Mittwoch, den 28. Januar um 21 Uhr im Teatro Verdi in Florenz und am 29. Januar im Theaterproduktionszentrum Città del Teatro in Cascina bietet das Orchester der Toskana unter der Leitung von Balázs Kocsár, einem erfahrenen ungarischen Dirigenten, der in Opernhäusern und Konzertsälen in ganz Europa tätig ist, ein Konzert, das Vergangenheit und Gegenwart, Geschichte und Entdeckungen miteinander verbindet. Die Auswahl des Programms spiegelt den Wunsch wider, dem Publikum eine umfassende musikalische Reise zu bieten, die überraschen und fesseln soll.
Das Konzert wird mit einer Uraufführung eröffnet: Grande Danse, Konzert für Cello und Orchester, geschrieben von dem jungen italienischen Komponisten Paolo Catenaccio, Jahrgang 1998. Das von der ORT-Stiftung in Auftrag gegebene Werk stellt einen einfühlsamen, aber energischen Dialog zwischen dem Solocello und dem Orchester dar, mit einer klaren und raffinierten Komposition, die sich zwischen lyrischen Passagen und lebhafteren Momenten bewegt.

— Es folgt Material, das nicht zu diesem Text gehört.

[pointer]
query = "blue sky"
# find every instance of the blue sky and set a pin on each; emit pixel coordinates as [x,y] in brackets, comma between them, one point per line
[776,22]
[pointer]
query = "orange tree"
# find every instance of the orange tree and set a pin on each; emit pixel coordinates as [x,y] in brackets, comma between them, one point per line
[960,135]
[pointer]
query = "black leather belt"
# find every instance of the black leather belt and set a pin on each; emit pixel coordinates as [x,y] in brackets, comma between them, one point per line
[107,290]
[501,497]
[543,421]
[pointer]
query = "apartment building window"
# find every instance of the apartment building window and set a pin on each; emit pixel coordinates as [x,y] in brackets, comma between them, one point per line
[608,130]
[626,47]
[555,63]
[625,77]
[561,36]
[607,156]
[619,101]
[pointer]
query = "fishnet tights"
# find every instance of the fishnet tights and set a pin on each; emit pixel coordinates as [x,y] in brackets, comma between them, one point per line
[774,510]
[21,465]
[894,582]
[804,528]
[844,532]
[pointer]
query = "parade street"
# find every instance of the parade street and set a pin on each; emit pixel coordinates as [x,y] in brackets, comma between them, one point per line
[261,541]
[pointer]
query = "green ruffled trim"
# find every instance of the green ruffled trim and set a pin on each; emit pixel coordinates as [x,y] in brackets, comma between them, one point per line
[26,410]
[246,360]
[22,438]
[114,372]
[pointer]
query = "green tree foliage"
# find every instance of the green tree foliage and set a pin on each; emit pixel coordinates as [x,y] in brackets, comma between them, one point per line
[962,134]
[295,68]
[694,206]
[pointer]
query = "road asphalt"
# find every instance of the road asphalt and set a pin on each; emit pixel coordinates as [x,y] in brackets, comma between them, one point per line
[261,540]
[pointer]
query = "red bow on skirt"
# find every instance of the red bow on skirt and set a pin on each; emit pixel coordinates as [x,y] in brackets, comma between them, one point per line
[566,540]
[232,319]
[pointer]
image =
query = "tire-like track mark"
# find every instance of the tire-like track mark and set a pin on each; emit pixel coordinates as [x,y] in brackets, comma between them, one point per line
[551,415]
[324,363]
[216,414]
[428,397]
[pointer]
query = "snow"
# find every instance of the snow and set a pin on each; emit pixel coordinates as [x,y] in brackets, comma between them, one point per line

Die Interpretation liegt in den Händen von Alexey Stadler, einem russischen Cellisten, der bei Rostropovič ausgebildet wurde und der in der Lage ist, jede musikalische Phrase voller emotionaler Nuancen und Tiefe wiederzugeben.
Die Zusammenarbeit zwischen Catenaccio und Stadler verspricht ein Klangerlebnis, das die Kraft der Gegenwart mit dem Sinn für klassische Tradition verbindet.
Nach der Uraufführung wechselt das Programm ins 19. Jahrhundert mit den Variationen über ein Rokoko-Thema, op. 33 von Pjotr Iljitsch Tschaikowski. Dieses berühmte Stück, das dem Cellisten Fitzenhagen gewidmet ist, wird in seiner ursprünglichen Fassung präsentiert, die nach den vom Empfänger der Variationen vorgenommenen Änderungen wiederentdeckt wurde.
Diese Wahl gibt dem Publikum die Klarheit und klassische Einfachheit zurück, die der Komponist beabsichtigt hatte, und hebt die Eleganz des Themas und die Brillanz der Variationen hervor.
Der Kontrast zwischen Catenaccios Modernität und Tschaikowskis Rokoko-Delikatesse schafft einen zeitlichen Dialog, der diesen Abend einzigartig macht. Den Abschluss des Konzerts bildet Wolfgang Amadeus Mozarts Sinfonie Nr. 36 „Linzer Sinfonie“, die er 1783 in wenigen Tagen komponierte.
Dieses brillante und elegante Meisterwerk verkörpert die ganze Leichtigkeit und Freude, die für Mozarts Genie typisch sind, mit einer klaren Orchestrierung und einer melodischen Linie, die den Zuhörer sofort in ihren Bann zieht. Das Konzert ist als eine einheitliche Reise konzipiert, bei der zeitgenössische Musik und historisches Repertoire in einer kohärenten und fesselnden Erzählung miteinander in Dialog treten.